Here at last was the much-ballyhooed, super-ambitious psycho-sociopolitical opus that fuses a crafty score by Richard Danielpour with a doggedly profound text by Toni Morrison, revered recipient of both Pulitzer and Nobel prizes. Opera-goers – possibly a distinct breed from opera-lovers – had already celebrated this stagy union in Detroit, Cincinnati, Philadelphia and Charlotte. The Lincoln Center version boasted a totally new production, a mostly new cast and a slight reduction in sprawl. A still greater reduction might be a good idea.

The plot is based, very loosely, on the plight of a historic slave in the Old South, a valiant woman confronting vital conflicts regarding ownership of body vs soul. Sounds familiar? The tragedy is bleak, bleak, bleak, and the characters are, alas, stereotypical. The protagonist suggests goodness personified. Her nemesis could be a stalk-in for
Simon Legree.

Morrison writes dauntlessly lofty poetry for the downtrodden, embellishing their audible thoughts with complex, florid images. With the English text projected above the false proscenium, one can read the pretty lines that are obscured by inapt word-setting or reduced to amplified mush in the acoustically challenged auditorium. The libretto rambles fussily, onward and sideways, with endless exposition that delays the drama at best, deadens it at worst. The plot touches neatly on rape, torture, lynching, infanticide and martyrdom. Unfortunately, neither Morrison nor Danielpour seems to know how best to define the climaxes, or how to sustain tension between them.
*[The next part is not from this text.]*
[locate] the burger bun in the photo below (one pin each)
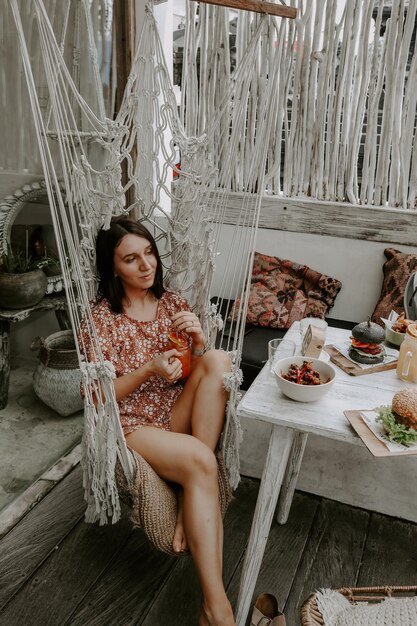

The busy music evolves in gently eclectic patterns. This may be yet another modern opera for people who hate modern opera. The set pieces – arias, ensembles, orchestral interludes, choruses – invite instant applause whenever a cadence looms. The wary listener can find comfort of sorts in jazzy syncopations, primitive rituals and snatches of contrapuntal frivolity, even in passages that suggest cinematic doodling. One can recognise traces of Porgy and Bess here, odes to Bernstein bravado there, sparse Americana in the manner of Copland and Barber almost everywhere. The level of assimilation is imposing. The level of invention is not.
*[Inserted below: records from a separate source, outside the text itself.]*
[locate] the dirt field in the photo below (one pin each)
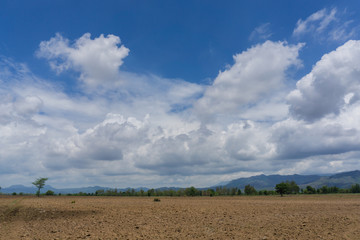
(258, 217)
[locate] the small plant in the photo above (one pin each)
(39, 183)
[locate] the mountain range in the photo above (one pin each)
(260, 182)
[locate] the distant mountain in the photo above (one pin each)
(262, 182)
(341, 180)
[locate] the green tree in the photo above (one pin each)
(310, 190)
(49, 193)
(39, 183)
(191, 191)
(282, 188)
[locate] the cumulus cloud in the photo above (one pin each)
(257, 73)
(155, 131)
(98, 60)
(261, 32)
(332, 84)
(316, 22)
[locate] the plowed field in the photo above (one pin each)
(258, 217)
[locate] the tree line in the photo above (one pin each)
(288, 187)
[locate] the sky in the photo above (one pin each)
(177, 93)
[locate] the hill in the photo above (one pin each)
(262, 182)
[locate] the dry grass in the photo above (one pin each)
(259, 217)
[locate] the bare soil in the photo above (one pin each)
(258, 217)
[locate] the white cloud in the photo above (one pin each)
(261, 32)
(98, 60)
(327, 24)
(316, 22)
(324, 90)
(147, 131)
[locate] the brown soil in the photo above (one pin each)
(259, 217)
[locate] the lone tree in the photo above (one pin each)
(282, 188)
(39, 183)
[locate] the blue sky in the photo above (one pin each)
(160, 93)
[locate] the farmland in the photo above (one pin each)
(244, 217)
The City Opera performance may be better than the material. George Manahan does his considerable best to sustain vitality in the pit. Tazewell Thompson stages the proceedings with keen attention to expressive focus, deftly mixing realism with stylisation. Donald Eastman’s unit set honours simple abstraction, moodily reinforced by Robert Wierzel’s lighting scheme and Merrily Murray-Walsh’s period costumes.
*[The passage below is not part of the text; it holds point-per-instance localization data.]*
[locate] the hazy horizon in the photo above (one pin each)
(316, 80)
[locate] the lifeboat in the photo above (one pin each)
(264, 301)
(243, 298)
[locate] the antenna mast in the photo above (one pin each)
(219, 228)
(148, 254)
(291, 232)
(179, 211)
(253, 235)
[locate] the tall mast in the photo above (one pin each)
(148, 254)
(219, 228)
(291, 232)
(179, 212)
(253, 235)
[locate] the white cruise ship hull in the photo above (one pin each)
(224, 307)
Tracie Luck brings restrained pathos and a sweet, wide-ranging mezzo-soprano to the plaints of Margaret Garner (a grateful role previously entrusted to Denyce Graves). Gregg Baker exudes macho strength as her desperate husband. Lisa Daltirus tugs heartstrings effectively as his mother (a role originally intended for Jessye Norman). Timothy Mix musters evil conviction in the baritonal platitudes of the slave-owner. Although Maureen McKay sounds a bit shrill in the pert flights of his well-meaning daughter, she sustains essential sympathy. The choruses, both black and white, sing as if lives were at stake.

The road to bad opera is paved with good intentions.